Morticia, The Scarf, and the Icelandic "Sweata"
When asked, I always say that I taught myself to knit when I was a teenager, but as I lay in bed last night unable to sleep I got to thinking about it and realized that it was, in fact, my mother who first taught me to knit.
I was seven or eight years old at the time. My mother taught both me and my sister, Diana, the basics: cast on, knit, purl, cast off. My mother herself was not a knitter and likely knew very little more than these basics herself.
The project that my sister and I worked on together was a scarf. A 30-foot long scarf! Why a 30-foot scarf you ask? Well, I’ll tell you why. Do you remember the old Addams Family TV show? Morticia was often shown sitting in her wingback chair, knitting a scarf that draped over knees, down to the floor, and snaked halfway across the room. My mother was part of an upcoming PTA show at our grade school and there was an Addams Family skit planned for the show. Our scarf was to be a prop.
Now, you may think my mother was a bit of a dimwit to use an actual handknit scarf for such a prop rather than simply using fabric or piecing together a few dime-store scarves. But no! My mother was a smart woman (and still is for the matter, at age 83!). A brutal New York winter was fast-approaching and my mother was confronted with the reality of two rambunctious little girls – aged seven and eight – who would be trapped indoors much of the time. What better idea than to set them to the task of knitting a 30-foot scarf? Wise woman, I say. And crafty too (aaaahhh … an unplanned half-pun!).
I didn’t knit again until I was a teenager. Don’t ask me what sparked my interest in knitting then. I have no idea what got me going again, but I do recall that the basics my mother had shown me all of those years ago came right back to me (muscle memory is an amazing thing!) and I taught myself the rest by carefully reading patterns, examining sweaters from my own closet, and experimenting.
When I visited my sister a couple of years ago and pulled out my knitting, she recalled my teenage days of knitting better than I. She told my husband (put on a rather thick but still ladylike New York accent when you read this), “Most people decide they wanna learn ta knit and so they make a scarf. Ya know? Kinda uneven an’ wavy at the edges? But not Debbie. She decides to knit and makes an Icelandic sweata.”

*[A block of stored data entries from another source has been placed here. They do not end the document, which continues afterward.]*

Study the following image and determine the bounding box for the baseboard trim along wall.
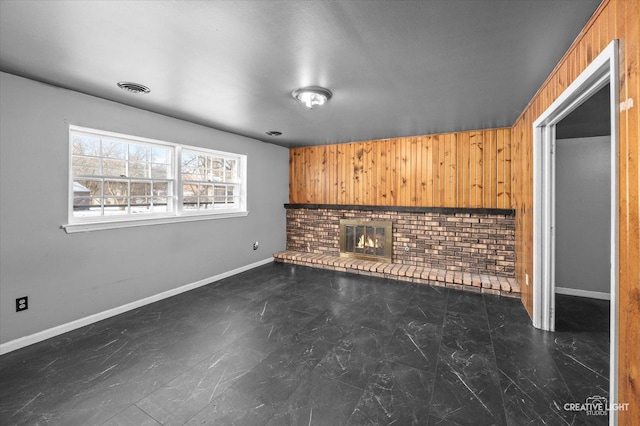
[0,257,275,355]
[555,286,611,300]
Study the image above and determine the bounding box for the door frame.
[532,40,619,422]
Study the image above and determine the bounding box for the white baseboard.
[0,257,274,355]
[555,286,610,300]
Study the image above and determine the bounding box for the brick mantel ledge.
[273,250,520,297]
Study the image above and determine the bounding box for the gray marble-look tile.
[410,283,448,306]
[549,334,610,406]
[430,346,506,426]
[0,263,610,426]
[348,361,434,425]
[298,309,355,344]
[483,294,531,331]
[316,326,391,389]
[136,344,266,426]
[350,296,407,333]
[230,309,317,356]
[495,336,580,426]
[441,311,493,356]
[498,367,600,426]
[383,319,442,373]
[101,405,162,426]
[183,386,276,426]
[245,294,311,324]
[230,336,333,408]
[402,301,446,327]
[49,348,188,426]
[446,289,487,318]
[159,314,258,367]
[266,370,362,426]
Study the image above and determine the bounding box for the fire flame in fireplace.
[357,234,379,249]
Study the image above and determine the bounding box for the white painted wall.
[0,72,288,346]
[555,136,611,297]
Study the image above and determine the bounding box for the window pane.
[196,155,209,181]
[152,146,170,164]
[227,160,239,182]
[181,151,198,178]
[103,159,126,177]
[73,179,101,215]
[129,161,149,178]
[227,185,236,204]
[73,197,103,217]
[151,163,169,179]
[153,182,169,197]
[152,197,168,213]
[212,158,224,171]
[104,206,129,216]
[130,182,151,197]
[74,179,102,197]
[73,135,100,156]
[209,158,222,182]
[102,140,127,159]
[70,127,244,222]
[129,144,149,162]
[131,196,151,214]
[200,196,214,209]
[182,183,198,197]
[104,182,129,214]
[72,156,100,176]
[183,183,198,209]
[103,180,128,204]
[200,184,214,196]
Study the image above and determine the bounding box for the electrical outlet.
[253,241,259,250]
[16,296,28,312]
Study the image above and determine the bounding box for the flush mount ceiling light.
[117,81,150,94]
[292,86,332,109]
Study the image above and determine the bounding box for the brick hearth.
[276,204,520,296]
[273,250,520,297]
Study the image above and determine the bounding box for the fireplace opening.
[340,219,392,262]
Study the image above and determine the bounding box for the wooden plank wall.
[511,0,638,421]
[289,128,512,209]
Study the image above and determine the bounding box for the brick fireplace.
[339,219,392,263]
[275,204,519,296]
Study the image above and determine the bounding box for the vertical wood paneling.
[425,136,434,206]
[510,1,639,421]
[328,144,337,204]
[444,133,456,206]
[620,0,639,418]
[390,138,398,205]
[289,128,512,209]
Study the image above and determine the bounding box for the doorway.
[532,40,618,421]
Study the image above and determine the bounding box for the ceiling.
[0,0,601,148]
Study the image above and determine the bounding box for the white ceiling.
[0,0,601,147]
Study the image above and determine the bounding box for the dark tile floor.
[0,263,610,425]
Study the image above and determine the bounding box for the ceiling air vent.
[117,81,150,94]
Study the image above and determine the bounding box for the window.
[181,149,241,211]
[67,126,247,232]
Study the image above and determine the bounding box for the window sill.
[62,211,249,233]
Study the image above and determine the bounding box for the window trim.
[64,125,248,233]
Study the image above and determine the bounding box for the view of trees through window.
[181,149,239,210]
[70,127,244,222]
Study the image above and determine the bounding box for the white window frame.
[63,126,248,233]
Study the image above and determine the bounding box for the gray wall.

And she was right. I remember that. I’ve always liked working with intricate color charting. I made my mother a sweater for her birthday last year with a wonderful, detailed snowflake pattern across the yolk and hem, but other than that I haven’t done much of that sort of thing for quite some time. Maybe that will be something else to put on my To Knit list. I seem to do more planning of projects than I do knitting!
Enough reminiscing for now. It’s time for me to get back to work.